You can also use Valgrind (Massif) to get the heap profile. It works just like with any other C program. Make sure you have debug symbols enabled in the executable (e.g. using debug build or custom Cargo configuration). You can use, say, http://massiftool.sourceforge.net/ to analyse the generated heap profile.

(I verified this to work on Debian Jessie, in a different setting your mileage may vary).

(In order to use Rust with Valgrind you'll probably have to switch back to the system allocator).

P.S. There is now also a better DHAT.

---

jemalloc can be told to dump a memory profile. You can probably do this with the Rust FFI but I haven't investigated this route.

Answer 2

As far as measuring data structure sizes is concerned, this can be done fairly easily through the use of traits and a small compiler plugin. Nicholas Nethercote in his article Measuring data structure sizes: Firefox (C++) vs. Servo (Rust) demonstrates how it works in Servo; it boils down to adding #[derive(HeapSizeOf)] (or occasionally a manual implementation) to each type you care about. This is a good way of allowing precise checking of where memory is going, too; it is, however, comparatively intrusive as it requires changes to be made in the first place, where something like jemalloc’s print_stats() doesn’t. Still, for good and precise measurements, it’s a sound approach.

Answer 3

Currently, the only way to get allocation information is the alloc::heap::stats_print(); method (behind #![feature(alloc)]), which calls jemalloc's print_stats().

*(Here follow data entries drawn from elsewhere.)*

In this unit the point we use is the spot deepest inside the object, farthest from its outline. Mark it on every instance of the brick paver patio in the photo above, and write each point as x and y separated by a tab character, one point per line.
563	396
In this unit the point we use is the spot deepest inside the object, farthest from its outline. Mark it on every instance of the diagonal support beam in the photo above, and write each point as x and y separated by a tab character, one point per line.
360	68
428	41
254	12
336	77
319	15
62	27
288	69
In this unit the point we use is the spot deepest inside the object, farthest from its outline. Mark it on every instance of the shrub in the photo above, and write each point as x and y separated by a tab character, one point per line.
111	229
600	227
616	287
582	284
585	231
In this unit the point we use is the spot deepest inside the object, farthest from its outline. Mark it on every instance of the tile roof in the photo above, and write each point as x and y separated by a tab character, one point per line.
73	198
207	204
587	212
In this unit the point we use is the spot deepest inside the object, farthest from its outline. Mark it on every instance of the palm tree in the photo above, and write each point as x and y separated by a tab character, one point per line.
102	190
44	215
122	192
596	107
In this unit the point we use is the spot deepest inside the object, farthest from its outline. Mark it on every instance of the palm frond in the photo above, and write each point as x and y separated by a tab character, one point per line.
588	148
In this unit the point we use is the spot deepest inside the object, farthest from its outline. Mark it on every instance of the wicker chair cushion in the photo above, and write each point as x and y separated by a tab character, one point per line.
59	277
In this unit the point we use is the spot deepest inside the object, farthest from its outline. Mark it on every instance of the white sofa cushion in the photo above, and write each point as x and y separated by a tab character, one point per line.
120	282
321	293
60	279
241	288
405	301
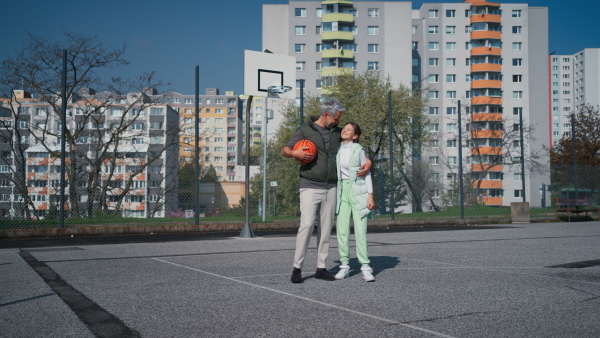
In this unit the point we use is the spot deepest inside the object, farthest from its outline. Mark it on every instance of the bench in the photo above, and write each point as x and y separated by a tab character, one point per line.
574	206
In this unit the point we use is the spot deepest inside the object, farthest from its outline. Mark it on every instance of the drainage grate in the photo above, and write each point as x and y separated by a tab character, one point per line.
577	265
52	249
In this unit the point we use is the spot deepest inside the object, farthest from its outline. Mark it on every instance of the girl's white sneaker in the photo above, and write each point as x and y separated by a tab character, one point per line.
344	272
367	273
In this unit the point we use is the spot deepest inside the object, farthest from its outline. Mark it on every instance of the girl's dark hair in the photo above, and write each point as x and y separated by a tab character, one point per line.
357	130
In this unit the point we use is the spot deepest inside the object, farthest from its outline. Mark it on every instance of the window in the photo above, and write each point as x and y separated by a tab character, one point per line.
300	12
156	111
116	112
373	48
373	65
373	12
156	139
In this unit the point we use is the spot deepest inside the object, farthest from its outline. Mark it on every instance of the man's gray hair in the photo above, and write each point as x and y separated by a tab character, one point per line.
332	106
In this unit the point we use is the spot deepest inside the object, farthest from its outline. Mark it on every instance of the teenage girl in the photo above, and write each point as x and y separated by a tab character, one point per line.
354	198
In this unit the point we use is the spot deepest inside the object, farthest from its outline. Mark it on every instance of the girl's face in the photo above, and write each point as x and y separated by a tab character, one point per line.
348	133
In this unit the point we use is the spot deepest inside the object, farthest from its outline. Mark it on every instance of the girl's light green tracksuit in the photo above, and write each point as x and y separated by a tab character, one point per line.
352	197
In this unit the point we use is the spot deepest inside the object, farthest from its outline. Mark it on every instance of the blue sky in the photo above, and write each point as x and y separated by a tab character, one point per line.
173	37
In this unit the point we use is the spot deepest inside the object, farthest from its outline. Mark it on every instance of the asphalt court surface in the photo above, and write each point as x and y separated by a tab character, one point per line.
515	280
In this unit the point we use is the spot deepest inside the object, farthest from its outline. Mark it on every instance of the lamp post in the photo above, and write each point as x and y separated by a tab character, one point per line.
272	91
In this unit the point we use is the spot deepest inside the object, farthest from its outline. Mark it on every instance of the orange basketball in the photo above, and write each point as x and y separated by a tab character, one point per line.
311	149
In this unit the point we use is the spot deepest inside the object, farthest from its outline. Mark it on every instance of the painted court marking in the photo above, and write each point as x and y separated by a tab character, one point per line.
309	300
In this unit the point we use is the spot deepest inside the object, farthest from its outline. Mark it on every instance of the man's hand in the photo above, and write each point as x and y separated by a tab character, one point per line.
300	154
364	169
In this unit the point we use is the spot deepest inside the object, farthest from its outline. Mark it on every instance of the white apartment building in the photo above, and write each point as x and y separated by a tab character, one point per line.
123	156
492	57
575	82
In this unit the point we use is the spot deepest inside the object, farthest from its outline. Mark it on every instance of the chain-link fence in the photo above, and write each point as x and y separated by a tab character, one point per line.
142	187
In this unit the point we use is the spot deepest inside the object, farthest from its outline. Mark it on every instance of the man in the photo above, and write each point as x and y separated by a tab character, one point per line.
318	180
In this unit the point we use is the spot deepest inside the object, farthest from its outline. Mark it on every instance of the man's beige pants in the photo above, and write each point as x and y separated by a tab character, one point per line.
310	201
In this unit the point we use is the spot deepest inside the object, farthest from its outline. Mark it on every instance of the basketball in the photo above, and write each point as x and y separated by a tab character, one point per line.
311	149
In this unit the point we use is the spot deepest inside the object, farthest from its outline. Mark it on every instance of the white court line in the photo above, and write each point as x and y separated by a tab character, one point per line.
509	272
310	300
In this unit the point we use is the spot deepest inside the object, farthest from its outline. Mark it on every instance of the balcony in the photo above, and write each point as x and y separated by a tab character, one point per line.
337	53
486	18
486	117
480	35
479	100
486	67
340	17
496	184
486	167
486	84
484	133
343	2
490	200
334	71
486	151
337	35
486	51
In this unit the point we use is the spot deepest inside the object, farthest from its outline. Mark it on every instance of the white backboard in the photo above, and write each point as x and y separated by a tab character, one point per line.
262	70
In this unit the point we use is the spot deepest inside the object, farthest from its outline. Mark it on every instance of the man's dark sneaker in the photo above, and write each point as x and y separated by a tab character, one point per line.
296	276
324	275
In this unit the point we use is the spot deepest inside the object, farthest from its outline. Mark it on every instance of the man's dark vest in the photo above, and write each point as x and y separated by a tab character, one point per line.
323	168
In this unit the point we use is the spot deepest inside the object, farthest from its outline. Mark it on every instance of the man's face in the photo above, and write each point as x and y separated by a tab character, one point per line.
332	120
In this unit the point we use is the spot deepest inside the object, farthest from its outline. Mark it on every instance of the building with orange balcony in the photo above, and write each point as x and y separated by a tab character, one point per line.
491	56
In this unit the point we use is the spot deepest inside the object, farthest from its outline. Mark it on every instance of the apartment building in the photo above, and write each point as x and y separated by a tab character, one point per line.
122	156
490	56
574	82
220	130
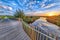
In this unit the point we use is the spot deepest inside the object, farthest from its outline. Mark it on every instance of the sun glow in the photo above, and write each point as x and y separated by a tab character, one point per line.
52	14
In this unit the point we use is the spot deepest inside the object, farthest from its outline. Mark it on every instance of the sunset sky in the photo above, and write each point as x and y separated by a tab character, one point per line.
8	7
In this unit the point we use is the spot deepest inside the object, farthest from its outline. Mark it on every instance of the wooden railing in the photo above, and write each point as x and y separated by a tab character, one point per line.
35	34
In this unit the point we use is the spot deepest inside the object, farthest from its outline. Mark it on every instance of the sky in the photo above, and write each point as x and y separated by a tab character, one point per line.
8	7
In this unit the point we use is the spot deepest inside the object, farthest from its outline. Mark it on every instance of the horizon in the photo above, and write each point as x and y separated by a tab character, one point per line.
9	7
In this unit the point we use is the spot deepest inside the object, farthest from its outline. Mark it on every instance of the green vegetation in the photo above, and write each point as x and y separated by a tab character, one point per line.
3	16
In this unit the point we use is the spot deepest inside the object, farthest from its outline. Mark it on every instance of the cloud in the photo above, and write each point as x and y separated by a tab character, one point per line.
10	8
50	5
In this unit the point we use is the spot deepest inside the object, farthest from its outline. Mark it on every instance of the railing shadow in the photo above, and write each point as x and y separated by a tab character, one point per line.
35	34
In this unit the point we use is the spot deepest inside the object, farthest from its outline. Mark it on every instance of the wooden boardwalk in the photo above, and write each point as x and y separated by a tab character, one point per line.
12	31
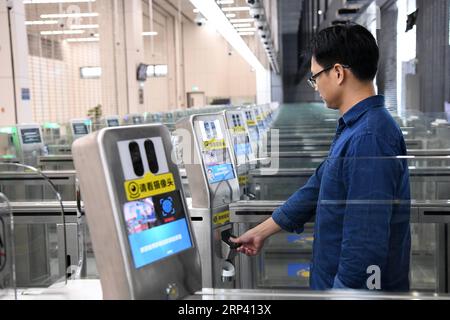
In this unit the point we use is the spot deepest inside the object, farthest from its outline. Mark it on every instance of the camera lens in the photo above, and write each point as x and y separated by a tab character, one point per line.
136	159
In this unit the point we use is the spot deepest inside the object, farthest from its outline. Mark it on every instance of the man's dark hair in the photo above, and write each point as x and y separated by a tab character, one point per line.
348	44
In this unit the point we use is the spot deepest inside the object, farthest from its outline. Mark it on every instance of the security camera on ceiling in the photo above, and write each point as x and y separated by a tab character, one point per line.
256	13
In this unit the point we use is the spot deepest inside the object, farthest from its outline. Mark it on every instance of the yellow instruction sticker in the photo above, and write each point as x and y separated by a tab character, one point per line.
214	144
222	217
150	185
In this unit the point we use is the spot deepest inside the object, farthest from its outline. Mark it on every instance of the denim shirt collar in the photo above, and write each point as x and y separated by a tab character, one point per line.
359	109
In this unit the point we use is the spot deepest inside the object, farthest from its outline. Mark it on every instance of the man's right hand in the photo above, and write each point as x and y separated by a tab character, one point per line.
253	240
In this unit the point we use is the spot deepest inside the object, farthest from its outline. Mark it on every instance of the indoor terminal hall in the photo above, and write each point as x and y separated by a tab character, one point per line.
224	150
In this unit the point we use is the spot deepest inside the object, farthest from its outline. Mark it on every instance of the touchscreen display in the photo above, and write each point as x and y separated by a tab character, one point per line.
156	228
30	136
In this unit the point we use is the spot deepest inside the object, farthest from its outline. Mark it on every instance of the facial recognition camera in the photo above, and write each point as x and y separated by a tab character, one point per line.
199	19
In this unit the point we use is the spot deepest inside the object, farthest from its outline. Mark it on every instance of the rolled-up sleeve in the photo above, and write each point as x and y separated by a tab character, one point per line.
370	175
301	206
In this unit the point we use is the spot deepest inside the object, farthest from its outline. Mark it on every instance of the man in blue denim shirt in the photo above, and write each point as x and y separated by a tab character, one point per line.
360	194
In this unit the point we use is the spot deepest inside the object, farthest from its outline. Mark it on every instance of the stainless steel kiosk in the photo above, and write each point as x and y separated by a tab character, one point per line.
137	214
214	185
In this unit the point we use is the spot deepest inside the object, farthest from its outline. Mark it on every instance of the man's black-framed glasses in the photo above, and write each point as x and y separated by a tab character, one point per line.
313	78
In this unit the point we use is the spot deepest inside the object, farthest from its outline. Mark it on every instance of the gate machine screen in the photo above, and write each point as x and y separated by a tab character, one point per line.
29	143
112	121
137	215
244	157
212	174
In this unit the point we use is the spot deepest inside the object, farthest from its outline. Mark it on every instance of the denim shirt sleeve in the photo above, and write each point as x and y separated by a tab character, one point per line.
301	206
369	178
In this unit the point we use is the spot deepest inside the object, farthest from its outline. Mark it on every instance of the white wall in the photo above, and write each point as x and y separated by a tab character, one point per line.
210	67
57	91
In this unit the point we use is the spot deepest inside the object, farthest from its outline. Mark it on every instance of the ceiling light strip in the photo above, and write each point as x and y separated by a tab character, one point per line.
211	11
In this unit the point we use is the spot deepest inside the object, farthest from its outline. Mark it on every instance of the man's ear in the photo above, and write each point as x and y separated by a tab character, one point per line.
340	74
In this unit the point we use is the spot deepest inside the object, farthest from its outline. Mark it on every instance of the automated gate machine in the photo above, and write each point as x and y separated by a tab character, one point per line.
214	184
137	214
243	153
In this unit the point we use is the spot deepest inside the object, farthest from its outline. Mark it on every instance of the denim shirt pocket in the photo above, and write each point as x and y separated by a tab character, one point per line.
333	168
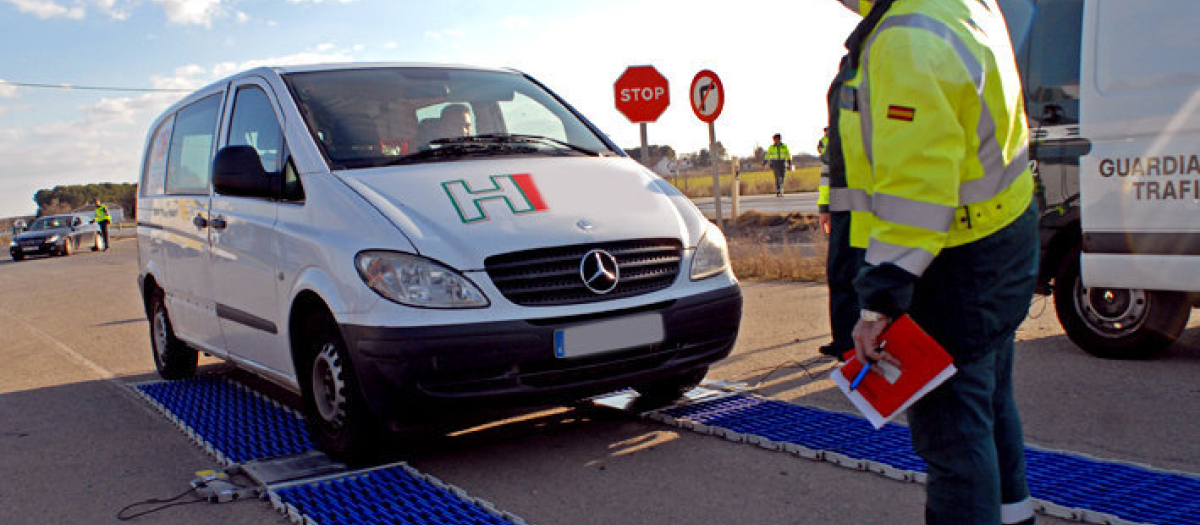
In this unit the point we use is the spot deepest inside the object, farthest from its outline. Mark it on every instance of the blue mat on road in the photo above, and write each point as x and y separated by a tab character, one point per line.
1127	492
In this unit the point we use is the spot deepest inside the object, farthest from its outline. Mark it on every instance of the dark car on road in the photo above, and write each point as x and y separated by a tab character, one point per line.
54	235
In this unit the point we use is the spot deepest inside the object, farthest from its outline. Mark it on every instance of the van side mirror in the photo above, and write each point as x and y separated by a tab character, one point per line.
238	172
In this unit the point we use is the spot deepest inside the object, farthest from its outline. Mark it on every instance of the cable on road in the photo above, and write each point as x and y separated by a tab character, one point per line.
169	502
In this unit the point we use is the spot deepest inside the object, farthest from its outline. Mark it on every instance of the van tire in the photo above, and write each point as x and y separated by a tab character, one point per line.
669	390
1119	324
337	416
173	357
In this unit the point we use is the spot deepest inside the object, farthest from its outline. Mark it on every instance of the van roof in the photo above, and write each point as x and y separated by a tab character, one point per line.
336	66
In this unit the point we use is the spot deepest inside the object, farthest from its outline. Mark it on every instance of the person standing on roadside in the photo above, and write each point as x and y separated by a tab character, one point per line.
780	161
833	206
102	219
935	140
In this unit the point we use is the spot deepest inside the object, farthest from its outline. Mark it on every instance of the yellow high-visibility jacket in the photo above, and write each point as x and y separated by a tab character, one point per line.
823	183
778	152
102	215
934	132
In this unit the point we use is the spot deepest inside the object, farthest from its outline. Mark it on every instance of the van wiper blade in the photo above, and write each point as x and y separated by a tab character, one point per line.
520	138
457	148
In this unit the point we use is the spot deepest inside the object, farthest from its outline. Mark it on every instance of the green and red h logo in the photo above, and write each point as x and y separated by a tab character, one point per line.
517	191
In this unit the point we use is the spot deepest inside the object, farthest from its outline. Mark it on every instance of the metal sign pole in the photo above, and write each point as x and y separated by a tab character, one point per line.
717	174
646	152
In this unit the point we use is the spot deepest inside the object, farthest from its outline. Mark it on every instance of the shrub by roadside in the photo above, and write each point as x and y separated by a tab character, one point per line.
777	247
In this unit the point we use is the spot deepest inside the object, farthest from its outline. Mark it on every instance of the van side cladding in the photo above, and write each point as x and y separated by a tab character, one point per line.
402	243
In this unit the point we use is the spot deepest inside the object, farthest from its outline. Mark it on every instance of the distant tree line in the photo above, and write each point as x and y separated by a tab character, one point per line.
65	199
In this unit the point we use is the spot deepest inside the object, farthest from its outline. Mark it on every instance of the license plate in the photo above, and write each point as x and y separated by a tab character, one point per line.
609	336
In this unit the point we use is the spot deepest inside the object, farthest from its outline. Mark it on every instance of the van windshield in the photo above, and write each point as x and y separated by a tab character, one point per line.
381	116
51	223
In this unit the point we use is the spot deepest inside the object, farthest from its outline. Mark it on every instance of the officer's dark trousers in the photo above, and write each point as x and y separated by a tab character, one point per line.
969	432
103	234
841	266
780	168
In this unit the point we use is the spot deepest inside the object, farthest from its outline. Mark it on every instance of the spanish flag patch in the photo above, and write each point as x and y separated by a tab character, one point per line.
901	113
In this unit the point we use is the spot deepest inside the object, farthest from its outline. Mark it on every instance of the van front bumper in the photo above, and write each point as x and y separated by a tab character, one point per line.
414	373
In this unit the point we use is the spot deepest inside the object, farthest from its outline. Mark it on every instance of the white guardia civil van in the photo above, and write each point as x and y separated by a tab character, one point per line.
396	242
1113	95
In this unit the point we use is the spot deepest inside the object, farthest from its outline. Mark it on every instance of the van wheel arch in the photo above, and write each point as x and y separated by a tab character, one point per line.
337	416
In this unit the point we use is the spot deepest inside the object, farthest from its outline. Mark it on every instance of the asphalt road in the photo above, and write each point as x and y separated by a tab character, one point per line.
804	201
77	445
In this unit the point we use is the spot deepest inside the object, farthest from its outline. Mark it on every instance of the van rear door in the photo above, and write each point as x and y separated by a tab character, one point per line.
181	213
246	251
1140	185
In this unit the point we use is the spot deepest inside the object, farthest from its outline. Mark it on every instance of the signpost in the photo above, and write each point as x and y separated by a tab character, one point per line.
642	94
707	97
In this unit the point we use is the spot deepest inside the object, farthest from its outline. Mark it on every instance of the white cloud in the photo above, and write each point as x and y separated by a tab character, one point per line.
445	34
113	11
516	23
199	12
47	8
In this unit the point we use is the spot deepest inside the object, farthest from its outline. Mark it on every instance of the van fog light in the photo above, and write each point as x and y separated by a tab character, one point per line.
712	254
415	281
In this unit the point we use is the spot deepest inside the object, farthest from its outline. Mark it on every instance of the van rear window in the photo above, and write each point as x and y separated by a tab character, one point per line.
1168	60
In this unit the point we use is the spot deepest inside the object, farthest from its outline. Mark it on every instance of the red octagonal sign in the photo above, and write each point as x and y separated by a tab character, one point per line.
642	94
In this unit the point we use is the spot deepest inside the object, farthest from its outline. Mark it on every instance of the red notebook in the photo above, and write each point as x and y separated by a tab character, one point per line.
887	390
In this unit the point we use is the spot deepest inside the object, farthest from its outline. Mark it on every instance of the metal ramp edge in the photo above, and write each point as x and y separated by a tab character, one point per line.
245	429
1063	484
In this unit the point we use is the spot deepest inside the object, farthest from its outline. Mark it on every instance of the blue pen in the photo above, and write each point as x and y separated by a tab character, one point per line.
867	367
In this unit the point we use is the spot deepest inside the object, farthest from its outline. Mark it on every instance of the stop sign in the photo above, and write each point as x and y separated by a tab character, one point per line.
642	94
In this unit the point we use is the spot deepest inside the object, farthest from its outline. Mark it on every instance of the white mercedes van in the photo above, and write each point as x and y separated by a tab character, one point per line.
397	241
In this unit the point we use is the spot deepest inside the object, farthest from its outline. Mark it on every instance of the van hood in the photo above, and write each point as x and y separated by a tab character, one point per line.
41	234
461	212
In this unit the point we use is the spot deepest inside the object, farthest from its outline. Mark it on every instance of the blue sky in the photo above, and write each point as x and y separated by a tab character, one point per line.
775	60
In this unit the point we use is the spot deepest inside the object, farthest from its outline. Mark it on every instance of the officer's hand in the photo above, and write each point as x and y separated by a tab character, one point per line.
867	341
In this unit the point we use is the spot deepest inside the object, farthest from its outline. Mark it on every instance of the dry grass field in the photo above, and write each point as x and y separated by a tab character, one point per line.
777	247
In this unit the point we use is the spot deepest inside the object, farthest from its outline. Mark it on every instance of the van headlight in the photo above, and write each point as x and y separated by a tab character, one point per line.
415	281
712	254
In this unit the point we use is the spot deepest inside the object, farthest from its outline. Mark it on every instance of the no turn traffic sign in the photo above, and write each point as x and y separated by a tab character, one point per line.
707	96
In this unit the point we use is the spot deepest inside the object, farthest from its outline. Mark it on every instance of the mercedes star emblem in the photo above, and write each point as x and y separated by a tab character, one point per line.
599	271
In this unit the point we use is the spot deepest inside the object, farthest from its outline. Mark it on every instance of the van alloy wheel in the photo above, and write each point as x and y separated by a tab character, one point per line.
1111	312
329	386
1116	323
173	357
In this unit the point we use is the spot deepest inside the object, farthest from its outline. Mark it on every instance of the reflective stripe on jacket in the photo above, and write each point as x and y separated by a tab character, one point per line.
778	152
934	132
102	213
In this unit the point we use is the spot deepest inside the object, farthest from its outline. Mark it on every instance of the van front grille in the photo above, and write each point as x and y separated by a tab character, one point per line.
553	277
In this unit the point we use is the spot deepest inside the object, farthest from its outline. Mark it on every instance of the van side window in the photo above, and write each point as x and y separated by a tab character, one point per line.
526	115
190	162
255	125
154	170
1051	86
293	191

I'll update this answer with further information once I have learned what the output means.

(Note that I'm not going to accept this answer, so if someone comes up with a better solution...)

Answer 4

Now there is jemalloc_ctl crate which provides convenient safe typed API. Add it to your Cargo.toml:

[dependencies]
jemalloc-ctl = "0.3"
jemallocator = "0.3"

Then configure jemalloc to be global allocator and use methods from jemalloc_ctl::stats module:

• jemalloc_ctl::stats::allocated
• jemalloc_ctl::stats::resident

---

Here is official example:

use std::thread;
use std::time::Duration;
use jemalloc_ctl::{stats, epoch};

#[global_allocator]
static ALLOC: jemallocator::Jemalloc = jemallocator::Jemalloc;

fn main() {
    loop {
        // many statistics are cached and only updated when the epoch is advanced.
        epoch::advance().unwrap();

        let allocated = stats::allocated::read().unwrap();
        let resident = stats::resident::read().unwrap();
        println!("{} bytes allocated/{} bytes resident", allocated, resident);
        thread::sleep(Duration::from_secs(10));
    }
}

Answer 5

There's a neat little solution someone put together here: https://github.com/discordance/trallocator/blob/master/src/lib.rs

use std::alloc::{GlobalAlloc, Layout};
use std::sync::atomic::{AtomicU64, Ordering};

pub struct Trallocator<A: GlobalAlloc>(pub A, AtomicU64);

unsafe impl<A: GlobalAlloc> GlobalAlloc for Trallocator<A> {
    unsafe fn alloc(&self, l: Layout) -> *mut u8 {
        self.1.fetch_add(l.size() as u64, Ordering::SeqCst);
        self.0.alloc(l)
    }
    unsafe fn dealloc(&self, ptr: *mut u8, l: Layout) {
        self.0.dealloc(ptr, l);
        self.1.fetch_sub(l.size() as u64, Ordering::SeqCst);
    }
}

impl<A: GlobalAlloc> Trallocator<A> {
    pub const fn new(a: A) -> Self {
        Trallocator(a, AtomicU64::new(0))
    }

    pub fn reset(&self) {
        self.1.store(0, Ordering::SeqCst);
    }
    pub fn get(&self) -> u64 {
        self.1.load(Ordering::SeqCst)
    }
}

Usage: (from: https://www.reddit.com/r/rust/comments/8z83wc/comment/e2h4dp9)

// needed for Trallocator struct (as written, anyway)
#![feature(integer_atomics, const_fn_trait_bound)]

use std::alloc::System;

#[global_allocator]
static GLOBAL: Trallocator<System> = Trallocator::new(System);

fn main() {
    GLOBAL.reset();
    println!("memory used: {} bytes", GLOBAL.get());
    {
        let mut vec = vec![1, 2, 3, 4];
        for i in 5..20 {
            vec.push(i);
            println!("memory used: {} bytes", GLOBAL.get());
        }
        for v in vec {
            println!("{}", v);
        }
    }
    // For some reason this does not print zero =/
    println!("memory used: {} bytes", GLOBAL.get());
}

I've just started using it, and it seems to work well! Straight-forward, realtime, requires no external packages, and doesn't require changing your base memory allocator.

It's also nice that, because it's intercepting the allocate/deallocate calls, you should be able to add custom logic if desired (eg. if memory usage goes above X, print the stack-trace to see what's triggering the allocations) -- although I haven't tried this yet.

I also haven't yet tested to see how much overhead this approach adds. If someone does a test for this, let me know!